Daily production notes on projects under construction at Smoky Mountain Woodworks. Slip on a pair of safety glasses and come on in!
Tuesday, August 24
Tray Tables: Tray Parts
I’m back in the shop today, going to skip the radio program again today, may work on that later this evening. I’m feeling the aftermath of yesterday’s extra physical labor (feeling like I’ve been hit by a truck!) so I’m not moving quite as spryly as normal.
I start of the morning by cleaning a stripe off the sanding drum of the wide drum sander. I burnt this stripe in Friday while sanding parts – cherry is particularly bad about doing this. But I clean it off and we’re ready to go again.
Friday evening I bundled up all the ribbon panels I’d made to help prevent them from curling or twisting from changing humidity over the weekend. So now I unbundled them and get ready to sand the panels smooth.
This is done on the aforementioned wide drum sander. I have to take very light passes, just a few thousandths of an inch per pass so it takes many times of running each panel through, turning it end for end and running it again to sand the full width of the panel. When all panels are fully sanded I drop the head down 1/16 of a turn and run them all again. I have to open the lid and use an abrasive cleaner bar to pull the sanding dust out of the belt before running another panel through.
Then I trim the ribbon panels to finished width and cut the backer panels to finished width (1/8” wider than the ribbon panels to allow room for expansion) and glue the ribbon panels and backer panels together with a stripe of glue just down the center so the ribbon panels can expand and contract freely.

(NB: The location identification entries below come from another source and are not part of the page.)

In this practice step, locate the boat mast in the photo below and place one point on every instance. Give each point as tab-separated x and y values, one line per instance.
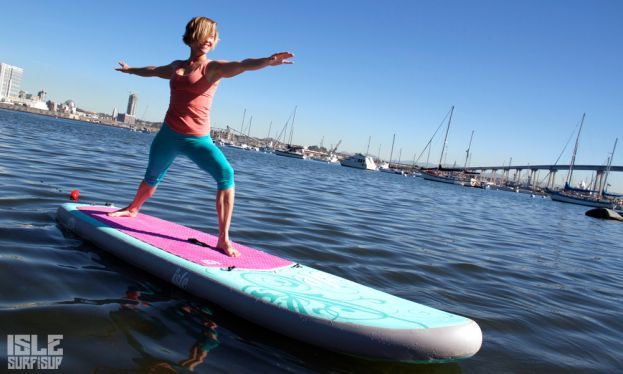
605	184
575	150
292	125
443	146
467	152
391	153
244	114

While the glue sets up I mill our the tray edge rails. Each pair of rails was cut from one square of wood which was re-sawn, jointed and planed smooth. The each pair is turned inside out so the most closely matching grain will be to the outside. Then I use the table saw to mill the groove where the tray panel (ribbon panel and backer panel together) will live.
I will cut these pairs of rails into the four pieces needed to frame on one tray. By cutting them sequentially; long, short, long, short, I’ll be able to wrap the grain around the tray in a wonderfully flowing manner. Something mass production techniques can not manage.
But It is time to quit for the day, so I’ll wrap it up for now and get back at it in the morning.